Data publication: Knowledge for a warmer world: a patent analysis of climate change adaptation technologies
Hötte K, Jee SJ, Srivastav S (2021)
Bielefeld University.
Datenpublikation
Download
Creator
Hötte, KerstinUniBi ;
Jee, Su Jung;
Srivastav, Sugandha
Einrichtung
Abstract / Bemerkung
This data publication contains all data and statistical scripts (R) to reproduce the results presented and discussed in [Hötte, K., Jee, S.J., Srivastav, S.; "Knowledge for a warmer world: a patent analysis of climate change adaptation technologies"; https://arxiv.org/abs/2108.03722](https://arxiv.org/abs/2108.03722).
The publication also contains additional data files and information provided for the sake of transparency and for robustness checks.
### The key data sets provided here are:
1. Data on US patents for climate change adaptation and mitigation technologies supplemented with rich meta-information (e.g. grant year, title, CPC classes, reliance on public support, scientificness).
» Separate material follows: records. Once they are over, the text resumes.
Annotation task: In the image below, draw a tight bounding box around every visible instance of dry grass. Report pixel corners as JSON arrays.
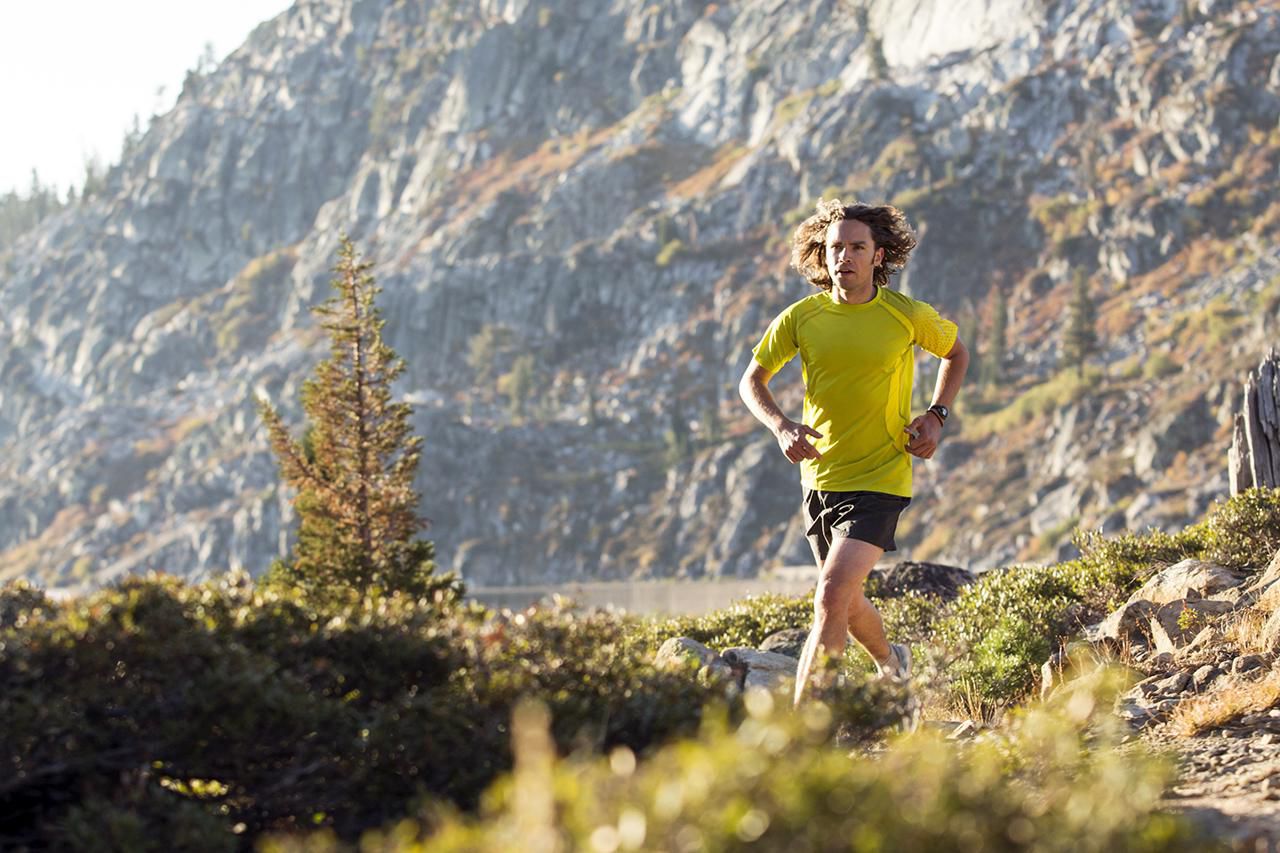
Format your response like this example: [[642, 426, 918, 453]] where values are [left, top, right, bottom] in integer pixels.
[[1169, 671, 1280, 738], [1222, 607, 1271, 654], [667, 145, 750, 199]]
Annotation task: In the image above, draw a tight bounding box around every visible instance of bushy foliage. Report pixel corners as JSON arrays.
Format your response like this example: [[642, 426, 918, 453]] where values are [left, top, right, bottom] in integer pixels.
[[933, 565, 1082, 701], [929, 489, 1280, 704], [639, 593, 813, 649], [0, 580, 52, 629], [280, 676, 1211, 853], [0, 576, 721, 849], [1202, 488, 1280, 569]]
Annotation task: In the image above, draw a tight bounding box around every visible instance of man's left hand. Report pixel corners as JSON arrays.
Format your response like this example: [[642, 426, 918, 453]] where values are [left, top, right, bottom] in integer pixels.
[[905, 412, 942, 459]]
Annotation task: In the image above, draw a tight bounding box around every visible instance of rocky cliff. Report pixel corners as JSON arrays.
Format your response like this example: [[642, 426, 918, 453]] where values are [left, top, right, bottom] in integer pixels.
[[0, 0, 1280, 587]]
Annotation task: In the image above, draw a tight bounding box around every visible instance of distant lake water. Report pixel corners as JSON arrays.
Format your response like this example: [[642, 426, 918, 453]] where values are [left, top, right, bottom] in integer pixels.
[[467, 578, 817, 615]]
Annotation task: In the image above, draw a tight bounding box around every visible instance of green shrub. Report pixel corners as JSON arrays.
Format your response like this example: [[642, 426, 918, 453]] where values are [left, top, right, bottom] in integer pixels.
[[636, 593, 813, 651], [0, 580, 54, 629], [933, 565, 1080, 702], [653, 240, 685, 266], [1202, 488, 1280, 569], [304, 676, 1212, 853], [0, 576, 721, 849]]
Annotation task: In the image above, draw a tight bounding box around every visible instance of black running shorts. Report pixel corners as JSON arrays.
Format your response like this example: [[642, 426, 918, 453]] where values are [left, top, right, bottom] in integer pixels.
[[804, 489, 911, 566]]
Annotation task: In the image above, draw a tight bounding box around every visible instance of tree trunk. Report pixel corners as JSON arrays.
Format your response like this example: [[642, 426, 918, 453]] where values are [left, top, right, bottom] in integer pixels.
[[1228, 347, 1280, 494]]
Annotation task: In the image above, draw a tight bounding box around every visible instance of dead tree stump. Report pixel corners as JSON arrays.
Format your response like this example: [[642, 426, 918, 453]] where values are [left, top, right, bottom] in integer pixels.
[[1228, 347, 1280, 494]]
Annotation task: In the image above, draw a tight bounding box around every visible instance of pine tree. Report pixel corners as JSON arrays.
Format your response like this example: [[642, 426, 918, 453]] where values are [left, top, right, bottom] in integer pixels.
[[260, 236, 461, 601], [979, 284, 1009, 387], [1062, 269, 1098, 377], [956, 301, 983, 389]]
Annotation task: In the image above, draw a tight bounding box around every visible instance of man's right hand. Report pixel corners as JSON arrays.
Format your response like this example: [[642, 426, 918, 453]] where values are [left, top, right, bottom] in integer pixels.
[[774, 420, 822, 465]]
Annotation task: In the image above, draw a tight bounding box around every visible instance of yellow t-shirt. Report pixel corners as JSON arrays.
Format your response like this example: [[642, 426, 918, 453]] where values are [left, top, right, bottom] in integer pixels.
[[753, 287, 956, 497]]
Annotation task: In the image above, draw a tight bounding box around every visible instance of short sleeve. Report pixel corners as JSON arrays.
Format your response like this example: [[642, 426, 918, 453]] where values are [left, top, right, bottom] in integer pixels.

These patents are identified through the CPC tags Y02A and Y02.
2. Data on science citations from adaptation and mitigation patents supplemented with meta-information on patents and cited articles (e.g. grant and publication year, patent and paper title, WoS field, CPC classes, etc.).
3. Data on dual-purpose technologies, i.e. patents that serve mitigation and adaptation purposes simultaneously.
4. Supplementary data on patent co-classifications (CPC), patent citations, patent and paper data including non-green technologies.
If you use the resources provided in this publication, please cite this data publication and the paper mentioned above.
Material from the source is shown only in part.